Other notable approaches include: paralogue ratio test (PRT)

molecular copy-number counting (MCC)

multiplex PCR-based approaches, such as multiplex amplifiable probe hybridization (MAPH)

quantitative multiplex PCR of short fluorescent fragments (QMPSF) and multiplex amplicon quantification (MAQ)


Slides 13/14:

  • Current trends in research look at gene dosage variation and how the associated changes in gene expression influence a wide variety of traits in humans, plants, disease, and so on

  • CNVs can affect phenotype through gene dosage or disrupting functional genes. Therefore, CNVs can be exposed to selection pressure during evolution

  • In addition to SNPs, a consistent number of common and rare CNVs are associated with disease

    • CNV has been recognized as a predominant source of genetic variation among human individuals.

      A lot of gene dosage research seems to focus on cancer and drug therapy


Slide 15:

Drug Therapy

  • As studies relating CNV to diseases expand, our understanding of human diversity, the causes and development of complex diseases, and disease resistance will grow accordingly, which will allow the development of improved diagnostic and treatment strategies and more personalized medicine in the form of Pharmacogenetics

  • Pharmacogenetics aims to study the gene variants associated with drug metabolism enzymes, transporters, drug receptors and relieve the burden of sickness caused by interindividual differences in drug response or vulnerabilities to drug toxicity, e.g.

    • CYP2D6, (chromosome 22) a key drug-metabolizing gene, which not only harbors multiple genetic variants known to affect enzyme function but also shows a broad range of copy-number and hybrid alleles in various patient populations.

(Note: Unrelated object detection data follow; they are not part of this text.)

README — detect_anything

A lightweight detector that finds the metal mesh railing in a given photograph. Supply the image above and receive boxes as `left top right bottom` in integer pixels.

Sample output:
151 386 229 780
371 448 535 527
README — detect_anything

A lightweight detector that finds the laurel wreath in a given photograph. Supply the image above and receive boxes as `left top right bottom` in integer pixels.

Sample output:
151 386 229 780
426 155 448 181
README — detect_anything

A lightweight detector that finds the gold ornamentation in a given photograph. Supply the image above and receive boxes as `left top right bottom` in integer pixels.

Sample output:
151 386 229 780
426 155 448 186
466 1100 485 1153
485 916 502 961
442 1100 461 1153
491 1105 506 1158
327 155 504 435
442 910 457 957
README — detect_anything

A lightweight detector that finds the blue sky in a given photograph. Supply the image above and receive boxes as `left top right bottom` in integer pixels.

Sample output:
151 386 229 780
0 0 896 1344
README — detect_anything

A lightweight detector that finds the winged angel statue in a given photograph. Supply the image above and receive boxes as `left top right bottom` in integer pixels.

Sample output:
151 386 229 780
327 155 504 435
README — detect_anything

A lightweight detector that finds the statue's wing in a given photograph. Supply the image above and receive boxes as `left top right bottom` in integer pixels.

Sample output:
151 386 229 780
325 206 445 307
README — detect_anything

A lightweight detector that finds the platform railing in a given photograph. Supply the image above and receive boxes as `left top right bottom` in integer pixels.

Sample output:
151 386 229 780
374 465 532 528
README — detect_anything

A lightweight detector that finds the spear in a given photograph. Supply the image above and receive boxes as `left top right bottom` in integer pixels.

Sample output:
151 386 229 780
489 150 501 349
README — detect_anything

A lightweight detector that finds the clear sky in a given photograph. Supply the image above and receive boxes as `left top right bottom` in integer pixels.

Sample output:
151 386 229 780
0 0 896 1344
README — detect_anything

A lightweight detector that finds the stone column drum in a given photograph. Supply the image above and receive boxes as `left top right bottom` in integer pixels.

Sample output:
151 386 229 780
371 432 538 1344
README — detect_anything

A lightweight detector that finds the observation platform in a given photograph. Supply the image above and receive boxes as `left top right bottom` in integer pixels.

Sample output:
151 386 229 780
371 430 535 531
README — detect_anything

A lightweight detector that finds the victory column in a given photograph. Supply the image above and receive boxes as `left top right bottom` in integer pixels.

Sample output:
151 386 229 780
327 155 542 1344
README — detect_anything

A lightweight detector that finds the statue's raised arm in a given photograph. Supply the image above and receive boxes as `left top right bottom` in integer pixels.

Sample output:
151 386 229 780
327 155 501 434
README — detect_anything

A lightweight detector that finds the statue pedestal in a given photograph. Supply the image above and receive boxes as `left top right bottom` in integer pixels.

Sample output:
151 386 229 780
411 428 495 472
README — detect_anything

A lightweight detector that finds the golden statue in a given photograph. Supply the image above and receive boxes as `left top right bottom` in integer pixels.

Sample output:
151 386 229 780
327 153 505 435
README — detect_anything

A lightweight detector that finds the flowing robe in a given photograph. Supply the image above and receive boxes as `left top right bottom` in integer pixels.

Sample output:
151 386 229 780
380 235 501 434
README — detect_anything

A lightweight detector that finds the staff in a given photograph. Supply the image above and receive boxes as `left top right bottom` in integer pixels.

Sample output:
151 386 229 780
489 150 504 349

  • Genome editing is a way of making changes to specific parts of a genome - adding, removing, or altering at particular locations in the genome

    • Currently, most research on genome editing is done to understand diseases using cells and animal models. Scientists are still working to determine whether this approach is safe and effective for use in people. It is being explored in research on a wide variety of diseases, including single-gene disorders such as cystic fibrosis, hemophilia, and sickle cell disease.


Gene Therapy

  • is a type of treatment that uses genetic material to hopefully change the course of a disease

  • a popular vector/envelope is Adeno-associated virus or AAV

  • Though many gene therapies are currently in early research or clinical trials, some have already been approved by the US Food and Drug Administration (FDA)


Slide 16:

Gene therapy research begun over 40 years ago, our understanding combined with technological advancements has greatly advanced the field.

In 2017, after extensive research in labs and in human clinical trials around the world, the first gene therapies were approved by the Food and Drug Administration (FDA) for use in the United States.

As of January 2020, the FDA has approved 2 gene therapy products.

Additionally, two gene based cellular immunotherapies were approved by FDA as of Jan 2020.

To date, the FDA has received more than 900 applications to investigate gene therapy in clinical trials.

This is part of a new age of medicine whose foundations lay in gene dosage effects.